元「変な学校先生」私ふじもんが、ただ今世界を駆け巡っています!世界の今と僕の魂をお届けしますので、ぜひお読み下さ~い!

【ふじもん世界放浪「放学記」第5章アフリカ編 『アフリカの子ども達へ』次なる世代への僕の願い。】

2014-02-11 06:28:37 | 日記
2014年2月10日。


《南アフリカだけに限った話ではない。でも、この地で強く感じた。アフリカの子ども達よ、あなたたちの祖先が感じてきた痛みや苦しみを、次の世代に引き継がないでほしいと。》


何が真実なのか?何が正しことなのか?

愚かで小さな僕には何も分からない。

でも、感じるものはある。考えることもできる。

だから僕は、自分の考えを、感性を、魂を、少しでも表現したいと思っている。



アフリカを旅していると、頻繁にこう言われる。「チャイニーズ!」とか「ニーハオ!」とか。

別にそれはいい。良くない部分もあるけど、別にいい。

そもそも彼らは「アジア人」の顔を見て、どこの国の人なのかなど区別はつかないのだ。だから、とりあえずアジア人の顔を見たら「チャイニーズ!」だし、「ニーハオ!」なのである。だって、比率で言ったら圧倒的に中国人が多いのだし、特に中国人のアフリカへの進出は凄まじいものがあるから、当然そうなるのだろう。


しかし問題は、その裏にある。


たまに、こう言ってくる子ども達がいる。

「チン・チョン・チャン」みたいな、中国語の発音を真似てくる子ども達だ。

彼らはバカにしているのだ、アジア人を。

彼らはだいたいそう言うと、僕から走って逃げていく。自分が何をしているのか分かっているのだろう。

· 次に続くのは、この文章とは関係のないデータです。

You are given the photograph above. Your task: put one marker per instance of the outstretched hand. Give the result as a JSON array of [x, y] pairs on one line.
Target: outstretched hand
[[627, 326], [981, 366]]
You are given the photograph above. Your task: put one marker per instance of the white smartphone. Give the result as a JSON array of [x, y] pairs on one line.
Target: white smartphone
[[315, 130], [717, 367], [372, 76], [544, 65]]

先日僕はタウンシップと呼ばれる、いわゆる「有色人種の居住区」を訪れてきた。ここはかつて南アフリカにアパルトヘイト(人種隔離政策)が行われていた時に、白人と区別して黒人やその他の有色人種たちが住まわされてきた地区なのだ。


無邪気に遊ぶ子ども達。

しかし僕が近付くと、彼らは僕が一番嫌な行動をとってきた。

それが「チン・チョン・チャン」と中国語の発音を真似てバカにし、逃げていくというもの。

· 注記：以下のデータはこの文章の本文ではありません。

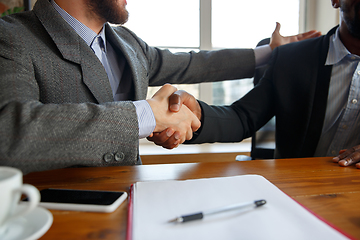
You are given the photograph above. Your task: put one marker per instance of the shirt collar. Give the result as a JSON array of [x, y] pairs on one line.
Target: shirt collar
[[337, 51], [82, 30]]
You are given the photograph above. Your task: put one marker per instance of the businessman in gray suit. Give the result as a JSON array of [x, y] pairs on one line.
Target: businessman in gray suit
[[72, 87]]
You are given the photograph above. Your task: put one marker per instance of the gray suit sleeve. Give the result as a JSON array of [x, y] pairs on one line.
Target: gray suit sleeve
[[40, 135]]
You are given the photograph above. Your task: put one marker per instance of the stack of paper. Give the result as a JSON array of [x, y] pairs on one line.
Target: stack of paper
[[153, 204]]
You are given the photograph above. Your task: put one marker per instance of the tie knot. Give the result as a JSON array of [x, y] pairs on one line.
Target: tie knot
[[101, 43]]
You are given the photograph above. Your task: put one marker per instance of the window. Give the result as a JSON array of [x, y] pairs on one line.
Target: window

いつの世もそんなものだ。子どもなんてそんなものなのだろう。しかし・・・


それでいいのだろうか。


僕は思う。

彼ら黒人たちは、痛く苦しい歴史を抱えている。

子ども達は直接は白人たちによる奴隷的な扱いは受けていないだろうが、その影響が残る社会に確実に生きている。

受け継がれた「心の傷」は、きっと魂のどこかに残っているはずである。

差別をされたり不当な扱いを受けたり悪口を言われたり偏見を持たれたりすることが本当に辛いことは、彼らが一番分かっているはずである。

しかし、今その子ども達は、僕らアジア人への蔑視を持ち始めているようだ。

自分たちが受けた苦しみを、他民族・他人種に向けてしまっている。


これは重要なことである。

これは真剣に考えなければならないことなのではないだろうか。


いじめを受けてきた子どもは、やがて「いじめることができる」対象を見つけると、同様にいじめに走るという。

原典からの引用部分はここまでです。